However, iYogi maintains an A rating with the bureau, which suggests that the remote IT support company has effectively addressed inquiries from the bureau and its members.
Microsoft Combats Tech Support Scammers
As part of a broader industry effort, Microsoft has spent more than a year trying to educate consumers and small business owners about alleged IT tech support scams. If someone claiming to be from Microsoft calls your home or office, the company says:
- Do not purchase any software or services.
- Ask if there is a fee or subscription associated with the “service.” If there is, hang up.
- Never give control of your computer to a third party unless you can confirm that it is a legitimate representative of a computer support team with whom you are already a customer.
- Take the caller’s information down and immediately report it to your local authorities.
- Never provide your credit card or financial information to someone claiming to be from Microsoft tech support.
MSP Challenges and Opportunities
On the one hand, the controversy about alleged tech support scams could give legitimate managed services providers (MSPs) a black eye -- making it more difficult to sell and support remote IT services.
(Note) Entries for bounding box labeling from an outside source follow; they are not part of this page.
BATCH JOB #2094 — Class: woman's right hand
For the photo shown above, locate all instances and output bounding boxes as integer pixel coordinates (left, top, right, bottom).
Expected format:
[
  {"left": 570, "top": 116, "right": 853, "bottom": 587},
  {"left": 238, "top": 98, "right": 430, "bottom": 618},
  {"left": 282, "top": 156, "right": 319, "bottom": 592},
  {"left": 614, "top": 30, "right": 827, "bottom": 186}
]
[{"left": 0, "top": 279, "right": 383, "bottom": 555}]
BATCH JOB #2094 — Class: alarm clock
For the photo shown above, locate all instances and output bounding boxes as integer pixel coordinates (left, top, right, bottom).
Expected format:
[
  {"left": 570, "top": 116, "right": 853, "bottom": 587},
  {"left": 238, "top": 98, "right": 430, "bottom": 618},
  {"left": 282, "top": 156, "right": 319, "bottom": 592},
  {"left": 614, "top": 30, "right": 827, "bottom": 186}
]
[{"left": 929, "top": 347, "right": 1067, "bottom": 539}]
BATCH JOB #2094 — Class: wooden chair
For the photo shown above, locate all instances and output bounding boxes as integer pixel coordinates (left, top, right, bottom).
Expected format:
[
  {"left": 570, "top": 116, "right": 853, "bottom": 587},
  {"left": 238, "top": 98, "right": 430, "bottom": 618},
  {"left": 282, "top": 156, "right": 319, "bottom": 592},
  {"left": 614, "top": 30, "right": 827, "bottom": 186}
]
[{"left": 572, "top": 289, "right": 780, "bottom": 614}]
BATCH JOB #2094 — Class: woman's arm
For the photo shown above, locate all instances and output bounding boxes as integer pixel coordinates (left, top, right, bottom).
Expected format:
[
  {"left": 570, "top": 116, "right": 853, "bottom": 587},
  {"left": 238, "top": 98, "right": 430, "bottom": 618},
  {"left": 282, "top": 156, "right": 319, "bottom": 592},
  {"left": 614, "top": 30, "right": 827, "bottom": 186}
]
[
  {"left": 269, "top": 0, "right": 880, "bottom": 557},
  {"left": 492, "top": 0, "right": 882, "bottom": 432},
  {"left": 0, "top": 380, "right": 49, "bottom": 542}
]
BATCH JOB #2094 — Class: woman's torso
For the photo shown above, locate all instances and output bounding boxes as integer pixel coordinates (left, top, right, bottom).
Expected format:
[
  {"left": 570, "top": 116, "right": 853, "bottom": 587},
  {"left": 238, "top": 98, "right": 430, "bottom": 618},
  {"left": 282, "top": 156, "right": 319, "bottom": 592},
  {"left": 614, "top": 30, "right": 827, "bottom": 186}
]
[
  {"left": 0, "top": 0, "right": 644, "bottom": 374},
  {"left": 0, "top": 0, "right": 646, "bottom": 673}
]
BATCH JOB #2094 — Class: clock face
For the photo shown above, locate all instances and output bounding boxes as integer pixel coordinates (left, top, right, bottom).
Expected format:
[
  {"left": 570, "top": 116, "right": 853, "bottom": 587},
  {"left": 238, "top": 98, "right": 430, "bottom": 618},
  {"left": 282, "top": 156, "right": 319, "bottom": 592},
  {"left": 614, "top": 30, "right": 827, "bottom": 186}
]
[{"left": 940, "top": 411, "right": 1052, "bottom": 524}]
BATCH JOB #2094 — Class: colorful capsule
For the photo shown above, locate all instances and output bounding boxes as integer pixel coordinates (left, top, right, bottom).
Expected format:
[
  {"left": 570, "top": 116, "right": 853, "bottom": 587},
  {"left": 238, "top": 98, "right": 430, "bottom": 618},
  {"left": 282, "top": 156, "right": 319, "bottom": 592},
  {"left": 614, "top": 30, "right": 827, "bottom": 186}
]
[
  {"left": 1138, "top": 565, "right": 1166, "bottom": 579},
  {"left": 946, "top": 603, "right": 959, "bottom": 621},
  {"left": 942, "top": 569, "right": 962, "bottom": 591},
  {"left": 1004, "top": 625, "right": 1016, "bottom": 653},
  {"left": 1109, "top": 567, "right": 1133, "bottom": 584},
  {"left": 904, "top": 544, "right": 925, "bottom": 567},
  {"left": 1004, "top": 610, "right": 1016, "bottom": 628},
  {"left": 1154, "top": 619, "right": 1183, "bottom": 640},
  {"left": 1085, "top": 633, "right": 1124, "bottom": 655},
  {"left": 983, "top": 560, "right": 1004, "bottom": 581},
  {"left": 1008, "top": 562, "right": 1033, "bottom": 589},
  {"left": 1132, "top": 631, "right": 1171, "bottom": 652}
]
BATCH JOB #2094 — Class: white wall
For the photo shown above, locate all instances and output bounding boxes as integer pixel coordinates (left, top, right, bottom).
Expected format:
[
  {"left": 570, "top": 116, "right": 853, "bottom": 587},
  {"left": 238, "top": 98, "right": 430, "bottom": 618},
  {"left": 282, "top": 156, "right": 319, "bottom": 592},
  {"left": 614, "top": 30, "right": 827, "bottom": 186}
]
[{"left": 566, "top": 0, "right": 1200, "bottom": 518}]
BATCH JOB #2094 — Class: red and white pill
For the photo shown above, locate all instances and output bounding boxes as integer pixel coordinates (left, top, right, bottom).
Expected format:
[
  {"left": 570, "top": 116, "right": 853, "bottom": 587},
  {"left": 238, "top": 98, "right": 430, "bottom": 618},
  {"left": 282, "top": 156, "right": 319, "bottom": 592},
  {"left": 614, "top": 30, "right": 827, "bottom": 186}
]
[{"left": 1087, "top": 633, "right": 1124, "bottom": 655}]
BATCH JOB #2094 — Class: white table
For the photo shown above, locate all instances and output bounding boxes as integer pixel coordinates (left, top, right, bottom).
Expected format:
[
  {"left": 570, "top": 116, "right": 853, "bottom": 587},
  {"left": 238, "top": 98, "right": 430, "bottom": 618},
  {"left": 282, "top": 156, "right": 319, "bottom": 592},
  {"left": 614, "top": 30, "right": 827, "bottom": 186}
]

But on the other hand, reputable MSPs seem to be growing strongly and pushing into vertical markets. Among the data points to note: Top MSPs within the Continuum partner ecosystem are growing more than 40 percent per year, according to CEO Michael George.
Overall, customers seem to be craving and embracing more remote IT support services. But as lawsuits fly in some markets, MSPs may need to reinforce their market credibility.